Dize'nin ağzından...
Evet. Burası. Burayı hatırladın mı baba? Elbette. Seni gerdikleri yer.
Ve bak burada ne var. O çarmıh! Ben yenisini yapmıştım ama bu göze daha hoş geliyor.Beni endişelendiren şey ise, herkesin ölmediğimi bilmesi. O yüzden fazla vaktim yok. Özellikle Umut... Hokkam... o da biliyor. O lanet olası mektubu da bulmuştur. Bu işi hemen halletmem gerek. İntikamımı alacağım. Merak etmeyin annem ve babam. Çok iyi ve tahmin edemeyecekleri bir hazırlık yaptım. Onlar ne olduğunu anlayamadan; geberip gidecekler.

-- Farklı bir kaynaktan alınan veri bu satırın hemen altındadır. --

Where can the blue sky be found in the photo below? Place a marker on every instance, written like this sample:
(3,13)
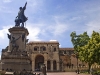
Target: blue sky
(51,19)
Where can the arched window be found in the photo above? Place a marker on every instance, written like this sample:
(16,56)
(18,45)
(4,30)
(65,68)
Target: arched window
(43,48)
(36,48)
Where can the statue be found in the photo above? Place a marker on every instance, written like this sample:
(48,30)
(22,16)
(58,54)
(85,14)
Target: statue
(14,45)
(21,18)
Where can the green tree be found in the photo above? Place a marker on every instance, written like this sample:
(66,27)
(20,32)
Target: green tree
(88,48)
(79,41)
(91,51)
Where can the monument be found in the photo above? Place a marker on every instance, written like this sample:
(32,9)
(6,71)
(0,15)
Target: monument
(21,56)
(15,56)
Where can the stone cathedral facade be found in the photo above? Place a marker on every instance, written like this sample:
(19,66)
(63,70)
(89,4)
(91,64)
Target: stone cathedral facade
(21,55)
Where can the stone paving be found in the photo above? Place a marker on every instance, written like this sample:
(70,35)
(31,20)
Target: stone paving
(62,73)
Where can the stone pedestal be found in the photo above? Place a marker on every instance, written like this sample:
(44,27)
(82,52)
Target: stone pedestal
(16,59)
(21,33)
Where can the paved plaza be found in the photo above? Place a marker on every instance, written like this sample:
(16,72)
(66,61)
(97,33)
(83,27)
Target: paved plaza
(62,73)
(65,73)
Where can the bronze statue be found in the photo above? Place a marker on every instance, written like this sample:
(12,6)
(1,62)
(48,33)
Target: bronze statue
(21,18)
(14,45)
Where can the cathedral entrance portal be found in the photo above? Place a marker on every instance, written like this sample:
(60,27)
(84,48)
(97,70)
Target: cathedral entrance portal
(39,61)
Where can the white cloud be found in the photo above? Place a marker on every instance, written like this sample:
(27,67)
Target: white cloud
(33,32)
(7,1)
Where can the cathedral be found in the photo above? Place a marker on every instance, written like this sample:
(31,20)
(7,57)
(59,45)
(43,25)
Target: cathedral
(22,55)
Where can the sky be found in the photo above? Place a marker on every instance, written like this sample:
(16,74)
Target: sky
(51,19)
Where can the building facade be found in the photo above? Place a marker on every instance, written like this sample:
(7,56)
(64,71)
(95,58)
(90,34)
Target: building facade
(31,56)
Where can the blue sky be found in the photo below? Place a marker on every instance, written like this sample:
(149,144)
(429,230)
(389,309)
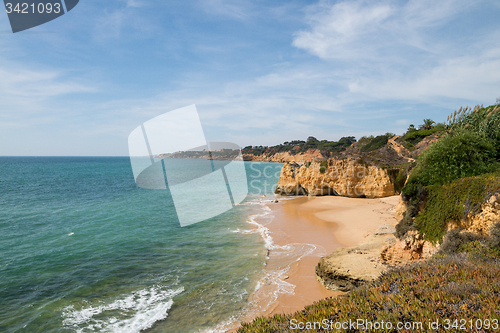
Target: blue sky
(259,72)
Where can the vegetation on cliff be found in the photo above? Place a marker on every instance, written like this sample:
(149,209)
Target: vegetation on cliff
(327,148)
(456,290)
(456,175)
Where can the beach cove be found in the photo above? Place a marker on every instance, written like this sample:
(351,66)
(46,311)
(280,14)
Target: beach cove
(314,227)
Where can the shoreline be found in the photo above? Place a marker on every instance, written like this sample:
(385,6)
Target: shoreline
(313,227)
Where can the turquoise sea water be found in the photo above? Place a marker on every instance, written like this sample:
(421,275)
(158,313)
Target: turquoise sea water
(83,249)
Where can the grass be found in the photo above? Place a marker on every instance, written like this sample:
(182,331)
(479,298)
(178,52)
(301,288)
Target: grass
(460,286)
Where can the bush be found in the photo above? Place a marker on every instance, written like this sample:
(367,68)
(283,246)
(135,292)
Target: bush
(453,202)
(415,136)
(460,154)
(323,166)
(406,224)
(455,239)
(375,143)
(495,236)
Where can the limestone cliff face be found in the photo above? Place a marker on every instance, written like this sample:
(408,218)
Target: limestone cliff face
(481,222)
(335,177)
(412,247)
(310,155)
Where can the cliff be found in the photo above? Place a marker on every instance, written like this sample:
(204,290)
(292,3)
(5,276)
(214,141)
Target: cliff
(337,177)
(283,157)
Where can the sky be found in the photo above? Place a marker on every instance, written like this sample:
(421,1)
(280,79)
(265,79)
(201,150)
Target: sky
(259,72)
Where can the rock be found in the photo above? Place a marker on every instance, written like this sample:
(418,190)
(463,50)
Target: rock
(351,267)
(411,248)
(283,157)
(400,209)
(342,177)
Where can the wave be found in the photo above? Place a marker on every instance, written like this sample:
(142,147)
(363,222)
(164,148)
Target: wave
(133,313)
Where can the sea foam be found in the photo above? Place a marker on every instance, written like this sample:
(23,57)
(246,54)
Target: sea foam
(137,311)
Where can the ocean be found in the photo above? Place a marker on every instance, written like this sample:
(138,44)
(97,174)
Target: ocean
(84,249)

Onlar ölünce ise sana yaptırdığı tüm işkenceleri onlara yapacağım. Ya da öldürmeden mi yapsam? Fena fikir değil, neden olmasın!
Onları öldürmeden önce; sevgili büyükanne ve sevgili kuzenlerim. Sizden özür dilerim. Size haber vermedim. Haber veremezdim. Sizi gördüğüm her saniye sizin için tehlikeydi. Gökhan ve Tolga.. benim iki saf kuzenim. Beni öldü sanıyorsunuz. Hayır, ben ölmedim. Yaşıyorum. Size yapanlardan, size yaptıklarının intikamını aldıktan sonra da geleceğim.
Ve Tolga. Çikolatalarımı yersen seni dayak manyağı yaparım.
Gökhan, sakın ateri oyunlarımı oynama. Onları o koca kafana geçiririm.
Burcu'm, Allah sana sabırlar versin.
Özür dilerim büyükanne.
Galiba birini unuttum?
Hayır. Tabii ki unutmadım. En iyisini en sona sakladım. Umut? Hokka? Acaba nasılsındır? İnanmayacaksın ama baya bi özledim seni. Makara gibiydin. Ama sonra makaram'a dönüştün. Özür dilerim. En çok senden. Ölmediğimi bildiğin hâlde ne kadar helak olduğunu biliyorum. Yapmalıyım Umut. Yapmalıydım! En yakın zamanda aranızdayım. İnşallah beni affedersiniz.
Ve evet Hokka. Mektuptaki son cümlem senin içindi.